Before last fall, prosecutors would likely be filing second-degree murder charges against the men under the felony-murder rule.

A Supreme Court case last year invalidated the felony-murder law as it was then written. So manslaughter charges are the toughest that can be filed, because authorities can't prove the two men intended for Helhowski to die.

The state Legislature earlier this year restored the felony-murder law, but it doesn't apply to crimes that happened before it was restored.

Nevertheless, Simons, the homeless-center director, says she wonders what Helhowski himself would think about the case.

"He probably would have said, 'Let's put out a hand to help them,' " she said.

"Where he was in his life, in his transition, he still wanted to be that cocky boy that he was. … But I think he would have wanted to sit down and talk to these boys. Yes, they did something horrible, and yes, we lost a friend and colleague, but these boys' lives are going to be impacted, too."

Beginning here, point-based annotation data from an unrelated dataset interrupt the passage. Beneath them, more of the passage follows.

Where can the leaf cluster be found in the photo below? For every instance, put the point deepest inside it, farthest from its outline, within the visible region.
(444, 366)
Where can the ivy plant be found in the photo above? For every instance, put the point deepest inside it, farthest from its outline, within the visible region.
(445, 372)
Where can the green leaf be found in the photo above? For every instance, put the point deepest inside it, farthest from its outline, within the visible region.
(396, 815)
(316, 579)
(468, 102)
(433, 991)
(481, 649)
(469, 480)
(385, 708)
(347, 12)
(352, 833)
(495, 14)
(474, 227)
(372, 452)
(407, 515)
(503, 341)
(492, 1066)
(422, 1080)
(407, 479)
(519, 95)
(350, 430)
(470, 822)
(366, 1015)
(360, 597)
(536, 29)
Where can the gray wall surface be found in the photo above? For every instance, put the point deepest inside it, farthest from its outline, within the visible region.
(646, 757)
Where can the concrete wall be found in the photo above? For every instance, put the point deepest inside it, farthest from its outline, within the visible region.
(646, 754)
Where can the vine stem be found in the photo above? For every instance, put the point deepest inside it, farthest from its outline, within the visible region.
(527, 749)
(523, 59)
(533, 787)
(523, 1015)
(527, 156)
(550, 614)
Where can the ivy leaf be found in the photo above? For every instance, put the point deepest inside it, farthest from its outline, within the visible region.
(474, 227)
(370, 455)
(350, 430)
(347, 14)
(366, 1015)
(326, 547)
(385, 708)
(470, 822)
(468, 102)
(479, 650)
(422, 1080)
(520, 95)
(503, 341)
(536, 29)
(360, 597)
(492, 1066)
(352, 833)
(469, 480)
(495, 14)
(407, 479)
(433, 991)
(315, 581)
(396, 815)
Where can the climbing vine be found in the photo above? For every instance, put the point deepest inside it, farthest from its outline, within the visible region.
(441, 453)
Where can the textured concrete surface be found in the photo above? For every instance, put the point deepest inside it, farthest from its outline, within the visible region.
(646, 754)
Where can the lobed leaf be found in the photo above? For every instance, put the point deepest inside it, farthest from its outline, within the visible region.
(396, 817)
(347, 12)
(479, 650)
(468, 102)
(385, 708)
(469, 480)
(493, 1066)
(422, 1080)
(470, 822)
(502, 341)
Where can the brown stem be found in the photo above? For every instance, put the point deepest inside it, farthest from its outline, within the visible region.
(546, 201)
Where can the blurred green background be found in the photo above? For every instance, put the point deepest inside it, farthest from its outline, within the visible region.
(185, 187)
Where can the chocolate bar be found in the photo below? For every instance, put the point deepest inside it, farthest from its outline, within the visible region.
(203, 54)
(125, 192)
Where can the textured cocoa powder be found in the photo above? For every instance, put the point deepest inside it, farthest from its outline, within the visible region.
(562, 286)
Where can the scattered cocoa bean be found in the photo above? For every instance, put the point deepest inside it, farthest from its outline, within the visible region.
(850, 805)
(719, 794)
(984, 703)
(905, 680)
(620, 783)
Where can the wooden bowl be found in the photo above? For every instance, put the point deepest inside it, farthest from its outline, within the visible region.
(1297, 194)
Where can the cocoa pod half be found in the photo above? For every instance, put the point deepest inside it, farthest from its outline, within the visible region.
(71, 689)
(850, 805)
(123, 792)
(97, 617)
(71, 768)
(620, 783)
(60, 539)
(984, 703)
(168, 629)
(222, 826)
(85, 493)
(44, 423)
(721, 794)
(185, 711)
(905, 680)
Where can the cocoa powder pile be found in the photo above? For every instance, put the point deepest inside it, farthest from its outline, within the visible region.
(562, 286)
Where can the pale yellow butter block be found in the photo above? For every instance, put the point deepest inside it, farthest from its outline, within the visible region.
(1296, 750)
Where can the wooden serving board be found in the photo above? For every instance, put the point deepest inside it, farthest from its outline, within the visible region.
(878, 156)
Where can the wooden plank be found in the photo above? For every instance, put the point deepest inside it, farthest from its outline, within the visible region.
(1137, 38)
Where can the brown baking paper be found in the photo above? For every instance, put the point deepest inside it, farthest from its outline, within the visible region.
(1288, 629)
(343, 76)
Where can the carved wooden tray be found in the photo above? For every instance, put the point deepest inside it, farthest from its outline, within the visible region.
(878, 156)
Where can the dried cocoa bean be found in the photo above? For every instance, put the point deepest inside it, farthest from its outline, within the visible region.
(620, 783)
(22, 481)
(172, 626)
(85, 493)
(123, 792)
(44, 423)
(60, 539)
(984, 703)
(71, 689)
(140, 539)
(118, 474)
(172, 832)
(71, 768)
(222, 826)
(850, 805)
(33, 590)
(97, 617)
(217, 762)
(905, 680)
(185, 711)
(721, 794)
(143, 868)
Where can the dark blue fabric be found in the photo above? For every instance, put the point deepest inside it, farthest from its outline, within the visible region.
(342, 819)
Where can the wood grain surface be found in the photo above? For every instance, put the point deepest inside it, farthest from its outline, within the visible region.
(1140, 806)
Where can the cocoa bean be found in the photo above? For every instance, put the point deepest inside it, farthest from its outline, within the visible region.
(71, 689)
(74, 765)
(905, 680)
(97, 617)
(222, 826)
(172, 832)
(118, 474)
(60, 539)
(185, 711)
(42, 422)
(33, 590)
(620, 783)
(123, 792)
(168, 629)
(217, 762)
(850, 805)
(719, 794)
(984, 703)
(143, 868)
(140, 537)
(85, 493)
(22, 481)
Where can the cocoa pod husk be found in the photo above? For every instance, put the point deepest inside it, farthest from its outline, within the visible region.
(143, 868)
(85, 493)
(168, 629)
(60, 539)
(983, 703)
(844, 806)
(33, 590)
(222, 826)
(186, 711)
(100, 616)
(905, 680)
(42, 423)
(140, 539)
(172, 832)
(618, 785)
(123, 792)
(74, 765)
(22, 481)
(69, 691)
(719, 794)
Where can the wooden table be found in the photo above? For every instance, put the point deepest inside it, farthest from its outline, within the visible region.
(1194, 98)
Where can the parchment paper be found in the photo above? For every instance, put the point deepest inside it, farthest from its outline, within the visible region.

Helhowski's father, Jim, at home in Hebron, Ind., said there were times he doubted police were doing everything they could to catch the killers, so he was thankful to detectives for sticking with it.

"I'm actually quite glad they caught the guys, though it's not going to bring my son back," he said.

But he agreed that it would be hard to predict what his son's reaction might be.

"I believe he would want justice done," Jim Helhowski said. "But I don't believe, with the direction he was headed, that he would be crying out for blood."